Monday, August 8, 2016

Dog Days of Summer - John Singleton Copley 1738-1815

Dogs from John Singleton Copley 1738-1815

1755 John Singleton Copley (American artist, 1738-1815). The Gore Children with Dog

1758  John Singleton Copley (American artist, 1738-1815). Mary and Elizabeth Royall

1767 John Singleton Copley (American artist, 1738-1815). Girl with Bird and Dog

1771 John Singleton Copley (American artist, 1738-1815). Mary Elizabeth Martin

1783 John Singleton Copley (American artist, 1738-1815) Charles Callis Western and His Brother Shirley Western)

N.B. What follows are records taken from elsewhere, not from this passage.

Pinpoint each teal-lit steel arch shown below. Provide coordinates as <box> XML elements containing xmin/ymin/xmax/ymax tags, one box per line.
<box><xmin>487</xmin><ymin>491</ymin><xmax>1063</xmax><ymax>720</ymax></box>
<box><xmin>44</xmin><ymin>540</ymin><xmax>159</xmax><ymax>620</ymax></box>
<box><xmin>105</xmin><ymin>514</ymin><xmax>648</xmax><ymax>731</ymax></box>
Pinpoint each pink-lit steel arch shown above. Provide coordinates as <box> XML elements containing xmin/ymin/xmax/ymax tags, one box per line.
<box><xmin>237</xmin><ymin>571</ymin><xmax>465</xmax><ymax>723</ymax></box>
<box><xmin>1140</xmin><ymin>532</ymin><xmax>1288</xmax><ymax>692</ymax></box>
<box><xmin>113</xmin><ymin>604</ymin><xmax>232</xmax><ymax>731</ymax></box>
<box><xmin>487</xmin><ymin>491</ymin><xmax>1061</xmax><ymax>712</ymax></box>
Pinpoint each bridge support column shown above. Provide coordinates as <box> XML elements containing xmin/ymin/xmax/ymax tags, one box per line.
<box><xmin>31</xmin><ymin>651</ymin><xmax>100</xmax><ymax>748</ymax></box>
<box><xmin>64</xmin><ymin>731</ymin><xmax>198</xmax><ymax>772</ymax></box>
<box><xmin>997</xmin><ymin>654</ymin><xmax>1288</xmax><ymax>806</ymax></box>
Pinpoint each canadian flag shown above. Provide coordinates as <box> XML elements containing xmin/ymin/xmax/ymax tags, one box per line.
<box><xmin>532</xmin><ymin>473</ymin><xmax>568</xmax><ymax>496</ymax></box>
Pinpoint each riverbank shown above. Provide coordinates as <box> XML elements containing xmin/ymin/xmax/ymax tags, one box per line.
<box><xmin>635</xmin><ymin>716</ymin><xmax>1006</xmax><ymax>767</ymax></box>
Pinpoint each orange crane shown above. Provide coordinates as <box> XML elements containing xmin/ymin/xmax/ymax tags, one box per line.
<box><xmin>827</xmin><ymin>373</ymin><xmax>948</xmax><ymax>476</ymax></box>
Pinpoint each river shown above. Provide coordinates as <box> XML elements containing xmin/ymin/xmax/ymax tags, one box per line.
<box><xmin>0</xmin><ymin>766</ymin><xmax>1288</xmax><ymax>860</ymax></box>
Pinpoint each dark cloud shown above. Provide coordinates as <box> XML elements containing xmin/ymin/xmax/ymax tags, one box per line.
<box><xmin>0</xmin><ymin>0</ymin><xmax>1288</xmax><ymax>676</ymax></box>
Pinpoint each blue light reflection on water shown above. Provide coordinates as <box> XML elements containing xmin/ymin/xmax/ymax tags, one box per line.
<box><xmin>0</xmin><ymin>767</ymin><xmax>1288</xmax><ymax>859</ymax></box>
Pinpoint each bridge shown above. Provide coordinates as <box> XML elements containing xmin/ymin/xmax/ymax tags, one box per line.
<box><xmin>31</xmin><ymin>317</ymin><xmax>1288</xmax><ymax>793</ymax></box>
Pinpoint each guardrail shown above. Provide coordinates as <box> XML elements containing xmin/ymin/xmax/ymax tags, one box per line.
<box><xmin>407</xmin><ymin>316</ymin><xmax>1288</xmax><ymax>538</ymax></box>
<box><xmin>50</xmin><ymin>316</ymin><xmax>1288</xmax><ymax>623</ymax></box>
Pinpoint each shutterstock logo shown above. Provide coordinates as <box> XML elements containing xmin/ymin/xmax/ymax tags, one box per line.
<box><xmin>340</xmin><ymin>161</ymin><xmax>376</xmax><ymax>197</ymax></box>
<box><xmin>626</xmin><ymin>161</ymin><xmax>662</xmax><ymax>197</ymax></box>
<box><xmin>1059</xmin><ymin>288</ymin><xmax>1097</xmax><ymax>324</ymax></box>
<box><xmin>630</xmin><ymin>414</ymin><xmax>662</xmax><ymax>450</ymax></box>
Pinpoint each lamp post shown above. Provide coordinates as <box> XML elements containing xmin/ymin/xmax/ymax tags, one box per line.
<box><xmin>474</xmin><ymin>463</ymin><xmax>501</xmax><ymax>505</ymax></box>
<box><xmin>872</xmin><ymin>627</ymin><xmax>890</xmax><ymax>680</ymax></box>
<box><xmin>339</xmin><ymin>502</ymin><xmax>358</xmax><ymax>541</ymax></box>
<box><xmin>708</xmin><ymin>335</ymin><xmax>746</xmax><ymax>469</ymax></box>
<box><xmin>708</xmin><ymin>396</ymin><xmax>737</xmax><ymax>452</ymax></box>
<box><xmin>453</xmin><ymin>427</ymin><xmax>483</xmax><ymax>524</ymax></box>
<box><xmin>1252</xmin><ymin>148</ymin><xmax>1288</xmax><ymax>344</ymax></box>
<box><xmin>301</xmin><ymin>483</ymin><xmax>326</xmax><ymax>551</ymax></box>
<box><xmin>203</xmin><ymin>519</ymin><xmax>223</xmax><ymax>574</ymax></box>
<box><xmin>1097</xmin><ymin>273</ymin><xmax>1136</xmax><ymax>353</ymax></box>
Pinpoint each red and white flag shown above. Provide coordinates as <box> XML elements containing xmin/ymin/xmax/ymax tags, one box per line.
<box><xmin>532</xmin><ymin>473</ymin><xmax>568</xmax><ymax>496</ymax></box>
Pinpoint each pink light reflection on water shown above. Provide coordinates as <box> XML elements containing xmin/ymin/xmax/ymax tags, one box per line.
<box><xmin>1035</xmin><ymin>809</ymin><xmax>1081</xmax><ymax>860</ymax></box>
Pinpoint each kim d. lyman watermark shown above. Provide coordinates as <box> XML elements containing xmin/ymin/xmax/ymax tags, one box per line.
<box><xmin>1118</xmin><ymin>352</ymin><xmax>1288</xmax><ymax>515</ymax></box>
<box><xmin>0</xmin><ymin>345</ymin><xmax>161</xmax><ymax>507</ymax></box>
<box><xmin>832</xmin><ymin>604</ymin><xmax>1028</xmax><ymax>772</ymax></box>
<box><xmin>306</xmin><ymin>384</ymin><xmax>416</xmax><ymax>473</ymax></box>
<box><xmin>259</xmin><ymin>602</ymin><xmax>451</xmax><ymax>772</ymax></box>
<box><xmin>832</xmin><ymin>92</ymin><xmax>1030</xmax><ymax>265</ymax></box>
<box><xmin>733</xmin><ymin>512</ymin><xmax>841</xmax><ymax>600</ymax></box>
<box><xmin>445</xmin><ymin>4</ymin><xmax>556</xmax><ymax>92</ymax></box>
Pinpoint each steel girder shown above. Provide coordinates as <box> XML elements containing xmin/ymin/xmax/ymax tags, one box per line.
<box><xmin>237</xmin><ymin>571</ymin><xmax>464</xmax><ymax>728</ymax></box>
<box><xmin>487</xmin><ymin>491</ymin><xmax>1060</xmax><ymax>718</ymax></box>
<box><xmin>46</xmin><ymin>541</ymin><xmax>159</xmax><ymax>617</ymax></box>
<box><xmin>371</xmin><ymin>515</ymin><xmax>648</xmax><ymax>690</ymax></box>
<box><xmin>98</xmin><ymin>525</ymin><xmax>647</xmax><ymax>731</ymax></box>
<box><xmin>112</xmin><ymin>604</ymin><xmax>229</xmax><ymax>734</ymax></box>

1785 John Singleton Copley (American, artist, 1738-1815) Daughters of King George III (Sophia, Mary and Amelia),

Dog Days of Summer is the name for the most sultry period of summer, from about July 3 to Aug. 11. Named in early times by observers in countries bordering the Mediterranean, the period was determined to extend from 20 days before to 20 days after the conjunction of Sirius (the dog star) & the sun.  The Greek poets Hesiod (ca. 750-650 BCE) & Aratus (ca. 310–240 BCE) refer, in their writings, to "the heat of late summer that the Greeks believed was actually brought on by the appearance of Sirius," a star in the constellation, that the later Romans, & we today refer to as Canis Major, literally the "greater dog" constellation. Homer, in the Iliad, references the association of "Orion's dog" (Sirius) with oncoming heat, fevers, & evil, in describing the approach of Achilles toward Troy:
Sirius rises late in the dark, liquid sky
On summer nights, star of stars,
Orion's Dog they call it, brightest
Of all, but an evil portent, bringing heat
And fevers to suffering humanity.

The term "dog days" was used by the Greeks in Aristotle's Physics.  Astronomer Geminus, around 70 B.C., wrote: "It is generally believed that Sirius produces the heat of the 'dog days,' but this is an error, for the star merely marks a season of the year when the sun"s heat is the greatest." The lectionary of 1559 edition of the Episcopal Book of Common Prayer indicates: "Naonae. Dog days begin" with the readings for July 7 & end August 18. But the readings for September 5 indicate: "Naonae. Dog days end."  This corresponds very closely to the lectionary of the 1611 edition of the King James Bible which indicates the Dog Days beginning on July 6 & ending on September 5.